Neutron stars are the densest, most massive objects in the universe (like a sugar-cube-sized piece of a star weighing a billion tons).

  • The Analogy: Imagine a dark matter ghost falling toward a giant magnet (the neutron star). The gravity pulls it in, accelerating it to near the speed of light.
  • The Result: Now that the ghost is moving super-fast, it has enough energy to jump the wall and turn into the heavy form (χ₂) when it hits the star's surface.
  • The Signal: This collision dumps a massive amount of energy into the star, heating it up. The authors predict this could heat a nearby neutron star to about 2,000 Kelvin (roughly 3,000°F).
  • How to see it: If we point infrared telescopes at old, cold neutron stars near Earth, we might see one that is mysteriously glowing hot. That heat would be the fingerprint of dark matter.
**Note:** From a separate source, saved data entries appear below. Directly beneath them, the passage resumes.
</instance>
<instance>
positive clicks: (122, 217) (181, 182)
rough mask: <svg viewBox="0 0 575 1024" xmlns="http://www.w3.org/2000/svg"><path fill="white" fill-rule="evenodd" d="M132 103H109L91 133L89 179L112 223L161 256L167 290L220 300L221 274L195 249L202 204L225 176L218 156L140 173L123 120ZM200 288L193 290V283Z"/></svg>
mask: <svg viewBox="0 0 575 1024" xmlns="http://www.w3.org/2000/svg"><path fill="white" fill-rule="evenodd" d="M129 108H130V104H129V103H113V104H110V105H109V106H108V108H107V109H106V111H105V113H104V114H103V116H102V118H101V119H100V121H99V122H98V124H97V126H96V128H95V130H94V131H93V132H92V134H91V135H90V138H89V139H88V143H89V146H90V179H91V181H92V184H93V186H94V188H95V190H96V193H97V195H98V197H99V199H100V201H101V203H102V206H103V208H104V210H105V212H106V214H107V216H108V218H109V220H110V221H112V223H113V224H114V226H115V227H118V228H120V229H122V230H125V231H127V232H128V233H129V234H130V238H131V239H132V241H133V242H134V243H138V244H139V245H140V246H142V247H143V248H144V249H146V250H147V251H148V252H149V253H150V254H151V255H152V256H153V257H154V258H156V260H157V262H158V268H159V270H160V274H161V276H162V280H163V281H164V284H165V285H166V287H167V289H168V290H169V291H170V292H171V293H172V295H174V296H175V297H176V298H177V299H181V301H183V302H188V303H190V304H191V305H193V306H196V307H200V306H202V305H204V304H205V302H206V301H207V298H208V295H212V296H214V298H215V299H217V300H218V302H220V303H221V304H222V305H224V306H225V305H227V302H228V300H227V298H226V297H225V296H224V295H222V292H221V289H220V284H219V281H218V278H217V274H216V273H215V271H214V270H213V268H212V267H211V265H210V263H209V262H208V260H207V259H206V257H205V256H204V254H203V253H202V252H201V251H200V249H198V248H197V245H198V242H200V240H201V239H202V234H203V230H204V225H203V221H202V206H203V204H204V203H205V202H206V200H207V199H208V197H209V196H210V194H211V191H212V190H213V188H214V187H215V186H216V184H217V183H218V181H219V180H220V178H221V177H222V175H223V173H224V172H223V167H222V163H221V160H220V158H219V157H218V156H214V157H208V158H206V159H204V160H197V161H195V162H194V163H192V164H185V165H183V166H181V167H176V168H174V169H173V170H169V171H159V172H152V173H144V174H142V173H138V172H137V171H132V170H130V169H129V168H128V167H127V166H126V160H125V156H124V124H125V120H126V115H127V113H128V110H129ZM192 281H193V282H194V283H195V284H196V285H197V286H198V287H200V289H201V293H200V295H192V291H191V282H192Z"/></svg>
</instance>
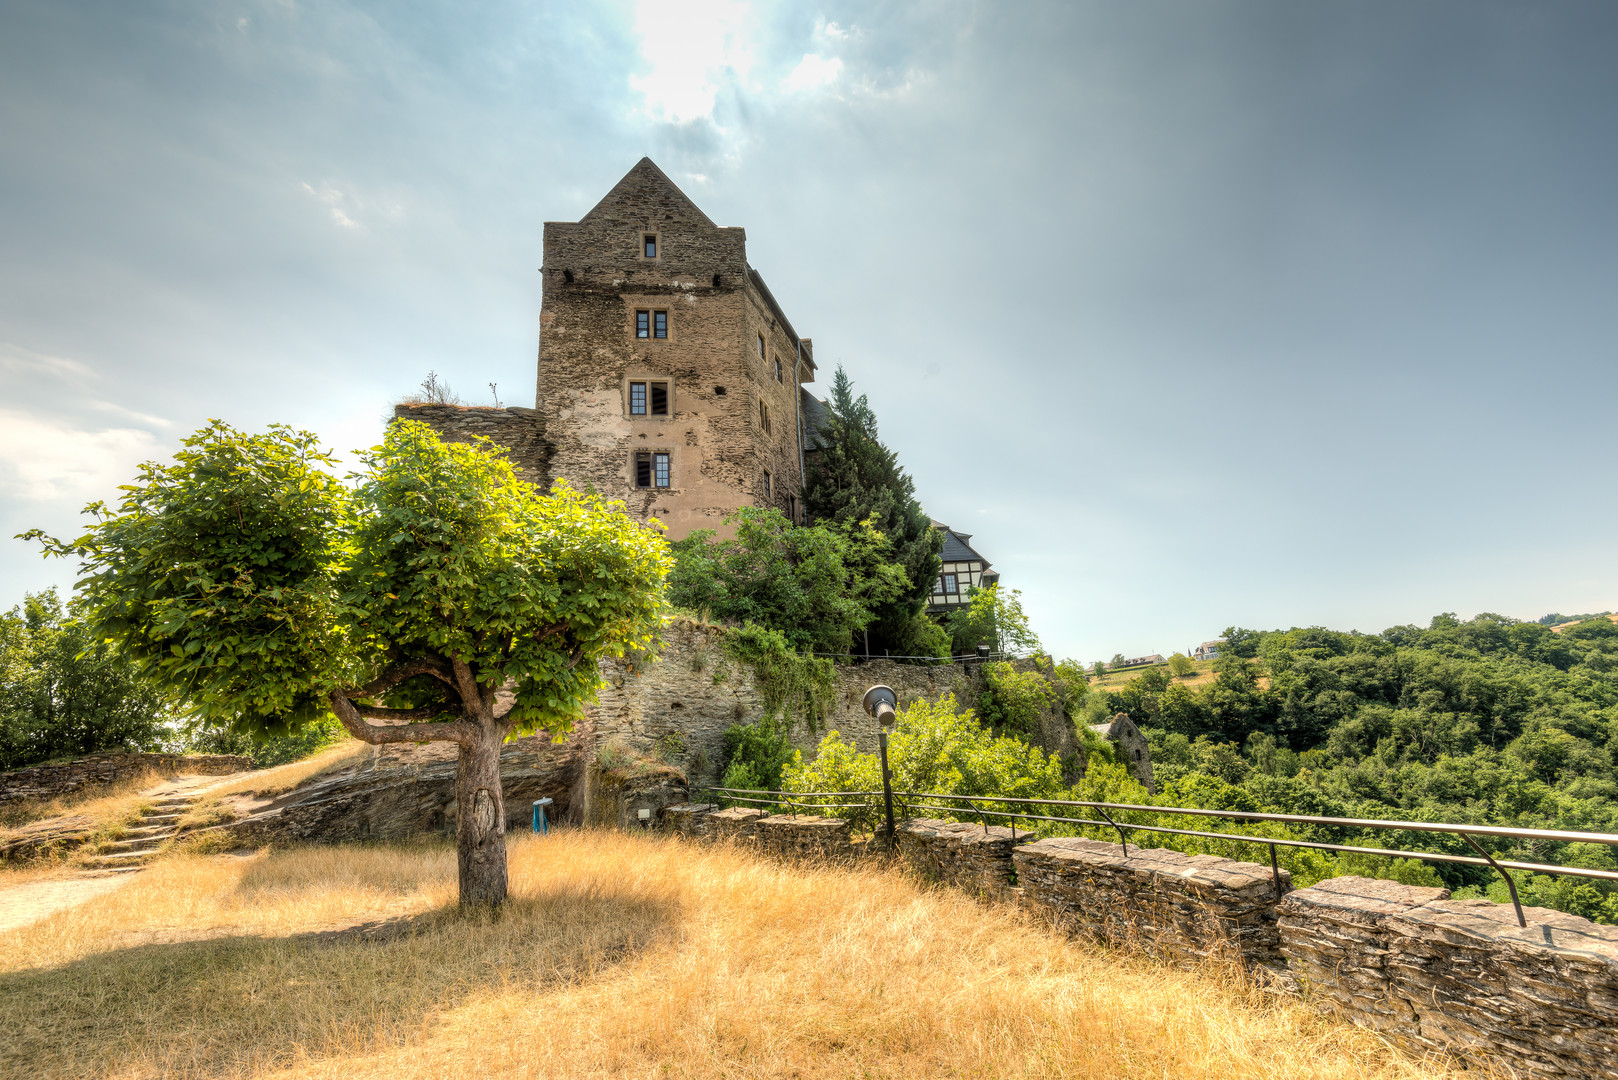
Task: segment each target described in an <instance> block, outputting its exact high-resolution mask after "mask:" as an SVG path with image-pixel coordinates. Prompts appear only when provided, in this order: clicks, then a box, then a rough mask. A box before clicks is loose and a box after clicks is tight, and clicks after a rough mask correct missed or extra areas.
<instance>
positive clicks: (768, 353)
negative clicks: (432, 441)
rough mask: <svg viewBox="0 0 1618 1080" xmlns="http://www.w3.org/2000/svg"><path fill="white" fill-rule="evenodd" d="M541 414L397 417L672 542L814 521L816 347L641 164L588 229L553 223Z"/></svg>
mask: <svg viewBox="0 0 1618 1080" xmlns="http://www.w3.org/2000/svg"><path fill="white" fill-rule="evenodd" d="M540 277H542V301H540V316H539V379H537V392H536V402H534V408H532V410H527V408H505V410H500V408H476V406H455V405H430V403H429V405H419V403H417V405H400V406H398V408H396V410H395V415H396V416H408V418H411V419H421V421H426V423H429V424H432V426H434V427H435V429H437V431H438V434H440V436H442V437H445V439H466V437H469V436H487V437H490V439H492V440H493V442H497V444H498V445H502V447H505V449H506V450H508V453H510V457H511V460H513V461H515V463H516V466H518V468H519V471H521V473H523V476H524V478H526V479H529V481H532V483H536V484H539V486H540V487H549V486H550V483H552V481H553V479H557V478H565V479H566V481H568V483H571V484H573V486H574V487H586V486H591V487H594V489H595V491H599V492H600V494H604V495H607V497H610V499H621V500H623V502H625V504H626V505H628V508H629V513H633V515H634V517H639V518H642V520H659V521H662V523H663V525H665V526H667V528H668V536H670V539H680V538H681V536H684V534H688V533H689V531H693V529H699V528H717V526H720V520H722V518H723V515H726V513H730V512H731V510H736V508H739V507H777V508H780V510H781V512H783V513H786V515H788V517H791V518H793V520H798V521H801V520H803V507H801V491H803V478H804V452H806V447H807V445H809V440H811V434H812V427H811V423H812V421H811V413H809V410H815V411H819V408H822V405H820V402H817V400H815V398H814V397H812V395H809V392H807V390H803V384H807V382H814V376H815V363H814V347H812V343H811V340H809V338H801V337H798V332H796V330H794V329H793V324H791V322H790V321H788V317H786V313H783V311H781V306H780V304H778V303H777V300H775V296H773V295H770V288H769V287H767V285H765V283H764V279H762V277H760V275H759V272H757V270H756V269H752V267H751V266H748V235H746V230H743V228H722V227H718V225H715V223H714V222H712V220H709V217H707V215H705V214H704V212H702V210H701V209H697V206H696V204H694V202H693V201H691V199H689V198H686V194H684V193H683V191H681V189H680V188H678V186H675V183H673V181H671V180H670V178H668V176H665V175H663V172H662V170H660V168H659V167H657V165H655V164H652V160H650V159H646V157H642V159H641V162H639V164H636V167H634V168H631V170H629V172H628V175H625V178H623V180H620V181H618V183H616V185H615V186H613V189H612V191H608V193H607V196H605V198H604V199H602V201H600V202H597V204H595V207H594V209H591V212H589V214H586V215H584V217H581V219H579V220H578V222H547V223H545V240H544V266H542V267H540Z"/></svg>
2. The "Long-Lived Particle" Hunt (FASER at the LHC)

The Large Hadron Collider (LHC) smashes protons together at incredible speeds.

  • The Analogy: Think of the LHC as a giant slingshot. If we smash protons hard enough, we might create the heavy dark matter ghost (χ₂) directly.
  • The Twist: Because the "wall" (mass difference) is small, this heavy ghost doesn't decay immediately. It's like a slow-motion firework. It travels a long distance before it explodes (decays) back into the light ghost and some normal particles.
  • The Detector: The FASER detector is a small, specialized camera placed 480 meters down the track from the collision point. It's designed to catch these "slow-motion fireworks" that travel far before exploding.
  • The Upgrade (FASER 2): The authors show that a future, bigger version of this detector (FASER 2) could catch these particles even more easily, potentially ruling out or finding this specific dark matter model for masses up to 7 GeV (for FASER) and higher for FASER 2.

3. Why Earth Detectors Fail

The paper concludes that traditional underground detectors (like those using giant tanks of xenon) are likely useless for this specific model.

  • The Analogy: It's like trying to catch a butterfly with a net made of steel bars. The butterfly (dark matter) is too slow to trigger the net, and the net is too heavy to feel the tiny bump. The "kinetic threshold" is too high for Earth's slow-moving dark matter.

The Main Takeaway

The authors did a massive "sweep" of all possible numbers for this model. They found:

  1. It's still possible: The model isn't ruled out by current data.
  2. Earth is too slow: We can't find it with current underground detectors because the dark matter isn't moving fast enough.
  3. The Universe is the lab: We have two great chances to find it:
    • Look for hot neutron stars using infrared telescopes.
    • Look for long-lived particles decaying far away from the collision point at the LHC (using FASER).

In short, if this "chameleon" dark matter exists, we won't find it by waiting for it to bump into us on Earth. We have to either accelerate it with a neutron star's gravity or create it in a particle collider and wait for it to travel a long way before it reveals itself.